# Determining Starting Height of Skier

1. Dec 31, 2013

### Softshow

1. The problem statement, all variables and given/known data

A skier starts from rest at height H on the side of a valley. The other side of the valley rises to a rounded peak at 4.0m.

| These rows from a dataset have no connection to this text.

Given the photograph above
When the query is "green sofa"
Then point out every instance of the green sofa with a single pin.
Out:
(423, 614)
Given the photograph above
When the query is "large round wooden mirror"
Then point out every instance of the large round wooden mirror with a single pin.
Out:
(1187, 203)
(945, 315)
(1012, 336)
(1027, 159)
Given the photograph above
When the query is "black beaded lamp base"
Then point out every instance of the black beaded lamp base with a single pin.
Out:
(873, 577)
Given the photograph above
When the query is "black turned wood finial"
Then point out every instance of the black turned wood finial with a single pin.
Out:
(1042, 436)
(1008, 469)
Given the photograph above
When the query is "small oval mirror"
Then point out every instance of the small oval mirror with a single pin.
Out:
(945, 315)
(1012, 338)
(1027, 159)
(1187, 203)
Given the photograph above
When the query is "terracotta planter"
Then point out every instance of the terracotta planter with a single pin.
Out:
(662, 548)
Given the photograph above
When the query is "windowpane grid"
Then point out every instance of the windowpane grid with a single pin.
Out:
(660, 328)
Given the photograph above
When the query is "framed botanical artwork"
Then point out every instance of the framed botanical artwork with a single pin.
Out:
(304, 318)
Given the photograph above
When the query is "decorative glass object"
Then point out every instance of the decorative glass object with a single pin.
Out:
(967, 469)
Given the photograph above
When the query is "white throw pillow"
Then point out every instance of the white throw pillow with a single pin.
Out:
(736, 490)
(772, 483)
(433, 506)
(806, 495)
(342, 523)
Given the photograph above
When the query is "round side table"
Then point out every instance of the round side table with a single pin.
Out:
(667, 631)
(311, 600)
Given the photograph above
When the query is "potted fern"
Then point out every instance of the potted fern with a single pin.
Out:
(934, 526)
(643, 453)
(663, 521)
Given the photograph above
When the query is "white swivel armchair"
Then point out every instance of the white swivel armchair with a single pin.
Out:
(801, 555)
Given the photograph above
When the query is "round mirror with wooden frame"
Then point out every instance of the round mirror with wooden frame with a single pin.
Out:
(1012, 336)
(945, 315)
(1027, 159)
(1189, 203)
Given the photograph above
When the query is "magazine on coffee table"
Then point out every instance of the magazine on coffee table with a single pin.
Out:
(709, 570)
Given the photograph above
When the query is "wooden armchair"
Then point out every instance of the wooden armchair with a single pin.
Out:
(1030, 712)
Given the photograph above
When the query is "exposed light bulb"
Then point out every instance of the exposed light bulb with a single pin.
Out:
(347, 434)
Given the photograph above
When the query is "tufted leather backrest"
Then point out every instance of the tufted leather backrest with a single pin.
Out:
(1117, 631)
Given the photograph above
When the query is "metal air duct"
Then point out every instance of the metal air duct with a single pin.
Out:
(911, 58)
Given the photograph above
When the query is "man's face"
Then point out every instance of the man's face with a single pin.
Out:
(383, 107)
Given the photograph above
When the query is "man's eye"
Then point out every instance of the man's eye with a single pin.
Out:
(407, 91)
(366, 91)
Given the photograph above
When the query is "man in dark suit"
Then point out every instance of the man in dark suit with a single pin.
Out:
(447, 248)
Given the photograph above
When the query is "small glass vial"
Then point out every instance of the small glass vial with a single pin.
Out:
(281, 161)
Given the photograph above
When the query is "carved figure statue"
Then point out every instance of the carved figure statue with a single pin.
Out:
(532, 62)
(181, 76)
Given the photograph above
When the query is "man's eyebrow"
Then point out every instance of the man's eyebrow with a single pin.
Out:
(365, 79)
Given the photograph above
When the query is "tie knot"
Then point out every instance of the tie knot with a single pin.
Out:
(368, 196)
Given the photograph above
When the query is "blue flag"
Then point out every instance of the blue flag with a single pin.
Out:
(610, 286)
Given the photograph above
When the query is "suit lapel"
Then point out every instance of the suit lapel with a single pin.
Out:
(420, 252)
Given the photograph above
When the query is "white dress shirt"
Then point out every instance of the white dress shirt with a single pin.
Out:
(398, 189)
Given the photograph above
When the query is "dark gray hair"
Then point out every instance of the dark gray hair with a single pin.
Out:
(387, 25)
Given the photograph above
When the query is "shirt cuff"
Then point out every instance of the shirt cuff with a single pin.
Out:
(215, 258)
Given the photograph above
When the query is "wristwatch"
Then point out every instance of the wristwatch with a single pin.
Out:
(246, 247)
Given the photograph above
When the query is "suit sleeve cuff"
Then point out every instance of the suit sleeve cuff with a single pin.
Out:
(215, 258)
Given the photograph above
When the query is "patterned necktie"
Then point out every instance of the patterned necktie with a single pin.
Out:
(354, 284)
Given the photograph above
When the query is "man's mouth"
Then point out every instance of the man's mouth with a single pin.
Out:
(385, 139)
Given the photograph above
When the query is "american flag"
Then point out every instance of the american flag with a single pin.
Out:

Assuming the skier goes down one side of the valley and up the other, what is the maximum value of H for which the skier remains in contact with the ground at the peak of the far side?

2. Relevant equations
Minimum velocity at top of far side = √(yg)
1/2(mv^2)+mgy=mgH

3. The attempt at a solution
Vmintop = √(4.0m(9.8m/s^2))
Vmintop = √(39.2m^2/s^2)
Vmintop = 6.3m/s

1/2mv^2+mgy = mgH
1/2v^2+gy = gH
1/2(6.3m/s^2)^2+(9.8m/s^2)(4.0m) = 9.8m/s^2(H)
20m^2/s^2+39m^2/s^2=9.8m/s^2(H)
20m^2+39m^2 = 9.8m(H)
√(59m^2) = 9.8m(H)
7.7m = 9.8m(H)
H=0.79m

Not sure where I went wrong, may be as simple as an arithmetic error, but I can't find it for the life of me.

Last edited: Dec 31, 2013
2. Dec 31, 2013

### Gamma

Check the third line from bottom, sqrt(59) - does this make sense?

3. Jan 1, 2014

### Softshow

Oh I see, because if I was to divide 7.7m by 9.8m i wouldn't be left with a unit. Instead, I suppose I should just divide 59m^2 by 9.8m, making H=6.0m?